William Cordova activates mixed media installations and intimate drawings to depict a portrait of combined cultures and histories. At Artpace, Cordova's installation Moby Dick (Tracy) (after ishmael, chico de cano y carl hampton) includes drawings, collages, sculptures, and a video created from transformed artifacts and detritus. In the central sculpture Cordova and collaborators Mark Aguilar and Carlos Sandoval de Leon modified a used police car and inscribed the last names of social activists and critics such as (Eldridge) Cleaver, (Russell) Means, and (bell) hooks on the tail section of the vehicle. In the collage daniel boone pat boone y mary boone (or firestone, pero los olmecas venceran), photocopied images of tires cascading through a gold-leaf background trace a chronology of colonialism in the Americas.
Marcos Ramirez ERRE's installations explore the role of social history, communication, economics, and militarism in the development of cultural stereotypes and governmental border control. For his Artpace project, The Body of Crime, ERRE presents several works related to a fictitious assassination set along the United States/Mexico border. The centerpiece of the exhibition is a sculptural installation of a recreated crime scene featuring a shattered, bullet-riddled suburban. Forensic materials and bullet shells litter the floor while the sounds of narcocorridos—popular ballads that glorify drug traffickers and smugglers—play from the car stereo. Projected by the crime scene is the short film, The Black Suburban, in which the three characters involved in the crime: the assassin, the policeman, and the victim, are all played by ERRE. Set against a barren backdrop, the violent narrative unfolds without drama or emotion, reflecting the moral ambigu ity and grim reality of the drug war.
ABOUT THE CURATOR
Lauri Firstenberg received her Ph.D. in the History of Art and Architecture at Harvard University. She founded LAXART, Los Angeles, California, in 2005. Currently she is curating the 2008 California Biennial at the Orange County Museum of Art in Newport Beach.

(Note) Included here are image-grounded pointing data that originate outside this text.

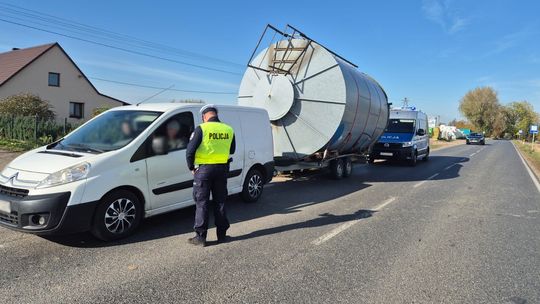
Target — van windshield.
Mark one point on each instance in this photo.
(400, 126)
(110, 131)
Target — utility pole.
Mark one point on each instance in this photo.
(405, 102)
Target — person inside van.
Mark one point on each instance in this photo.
(175, 138)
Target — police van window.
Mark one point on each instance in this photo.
(176, 130)
(400, 126)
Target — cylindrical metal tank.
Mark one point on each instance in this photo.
(316, 100)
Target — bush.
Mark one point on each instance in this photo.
(26, 104)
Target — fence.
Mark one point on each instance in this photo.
(33, 128)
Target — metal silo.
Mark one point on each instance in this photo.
(318, 102)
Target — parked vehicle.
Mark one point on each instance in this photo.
(405, 137)
(324, 112)
(476, 138)
(125, 165)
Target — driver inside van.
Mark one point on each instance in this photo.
(175, 138)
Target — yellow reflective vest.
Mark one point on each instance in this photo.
(215, 145)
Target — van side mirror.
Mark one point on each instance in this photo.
(159, 145)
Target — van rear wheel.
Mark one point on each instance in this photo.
(337, 168)
(117, 215)
(253, 186)
(348, 167)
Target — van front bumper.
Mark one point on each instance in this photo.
(45, 214)
(392, 153)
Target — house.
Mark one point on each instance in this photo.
(48, 71)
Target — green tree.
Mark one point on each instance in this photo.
(481, 107)
(26, 104)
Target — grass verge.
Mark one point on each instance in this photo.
(530, 155)
(12, 145)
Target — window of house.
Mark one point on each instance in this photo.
(54, 79)
(76, 109)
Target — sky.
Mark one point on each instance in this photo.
(430, 51)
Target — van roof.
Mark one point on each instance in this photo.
(171, 106)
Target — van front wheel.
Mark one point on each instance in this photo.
(253, 186)
(117, 215)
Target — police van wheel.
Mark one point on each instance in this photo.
(426, 157)
(253, 186)
(117, 215)
(348, 167)
(337, 169)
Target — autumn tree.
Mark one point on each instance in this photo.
(26, 104)
(522, 116)
(481, 107)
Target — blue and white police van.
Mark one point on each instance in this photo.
(406, 137)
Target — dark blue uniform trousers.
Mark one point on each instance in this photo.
(210, 179)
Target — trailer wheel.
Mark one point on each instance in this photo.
(117, 215)
(414, 159)
(253, 186)
(348, 167)
(337, 169)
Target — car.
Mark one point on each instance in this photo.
(125, 165)
(476, 138)
(405, 137)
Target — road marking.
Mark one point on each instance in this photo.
(327, 236)
(450, 166)
(422, 182)
(384, 204)
(333, 233)
(533, 177)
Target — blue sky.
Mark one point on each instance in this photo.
(431, 51)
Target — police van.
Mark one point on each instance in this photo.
(124, 165)
(406, 137)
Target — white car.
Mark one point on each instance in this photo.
(116, 169)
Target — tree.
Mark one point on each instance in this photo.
(522, 116)
(481, 107)
(26, 104)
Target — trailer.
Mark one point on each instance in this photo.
(323, 111)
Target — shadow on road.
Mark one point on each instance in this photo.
(323, 220)
(285, 197)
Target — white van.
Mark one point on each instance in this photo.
(406, 137)
(108, 174)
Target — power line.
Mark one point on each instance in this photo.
(161, 88)
(121, 48)
(21, 11)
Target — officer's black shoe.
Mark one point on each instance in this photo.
(223, 239)
(196, 241)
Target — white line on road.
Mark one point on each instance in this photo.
(450, 166)
(533, 177)
(429, 178)
(384, 204)
(327, 236)
(333, 233)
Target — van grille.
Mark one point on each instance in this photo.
(15, 192)
(10, 219)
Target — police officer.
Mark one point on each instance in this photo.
(207, 157)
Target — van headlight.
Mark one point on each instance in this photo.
(65, 176)
(407, 144)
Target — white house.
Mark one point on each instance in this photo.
(48, 71)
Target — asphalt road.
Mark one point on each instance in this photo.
(463, 227)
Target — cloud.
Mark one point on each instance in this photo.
(512, 40)
(442, 13)
(159, 73)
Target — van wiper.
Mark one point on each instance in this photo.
(83, 147)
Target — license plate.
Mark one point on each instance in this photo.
(5, 207)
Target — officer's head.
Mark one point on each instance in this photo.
(208, 111)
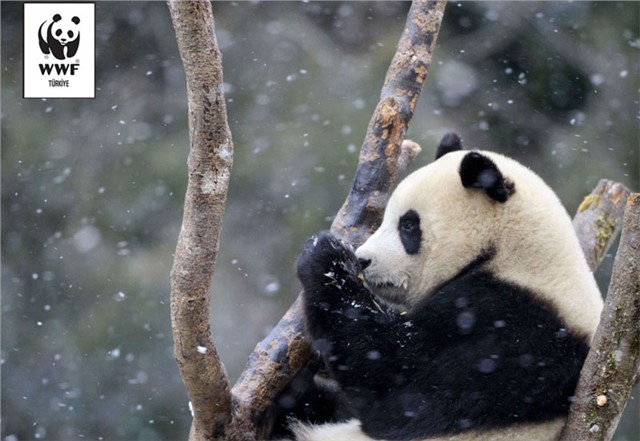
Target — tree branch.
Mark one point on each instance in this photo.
(383, 159)
(599, 219)
(611, 368)
(209, 164)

At LAXART, Firstenberg has curated Adria Julia: A Means of Passing the Time (2007-08); and Daniel Martinez: How I Fell In Love With My Dirty Bomb (2006); among others. With Anton Vidokle she curated Isaac Julien: True North and Image Bank for Everyday Revolutionary Life at the Gallery at REDCAT in Los Angeles (2006). She has contributed to a host of publications on contemporary art including Art Papers, Frieze, Contemporary, Flash Art, Nka, Art Journal, Parkett, and Lab 71. She is the founder of L'art a new online publication for contemporary art. She is Adjunct Faculty in the Public Art Program at USC Roski School of Art and Sciarc, both in Los Angeles.
New Works: 08.2 is made possible by the Linda Pace Foundation; the City of San Antonio's Office of Cultural Affairs; The Andy Warhol Foundation for the Visual Arts; Nimoy Foundation; The Brown Foundation, Inc.; and Melva Bucksbaum and Raymond Learsy, with additional support from the Texas Commission on the Arts and the National Endowment for the Arts, which believes a great nation deserves great art.
Image: Mark Bradford, Travis, Mixed-media installation. Installation view
Artpace San Antonio serves as a laboratory for the creation and advancement of international contemporary art. Artpace believes that art is a dynamic social force that inspires individuals and defines cultures. Our residencies, exhibitions, and education programs nurture the creative expression of emerging and established artists, while actively engaging youth and adult audiences.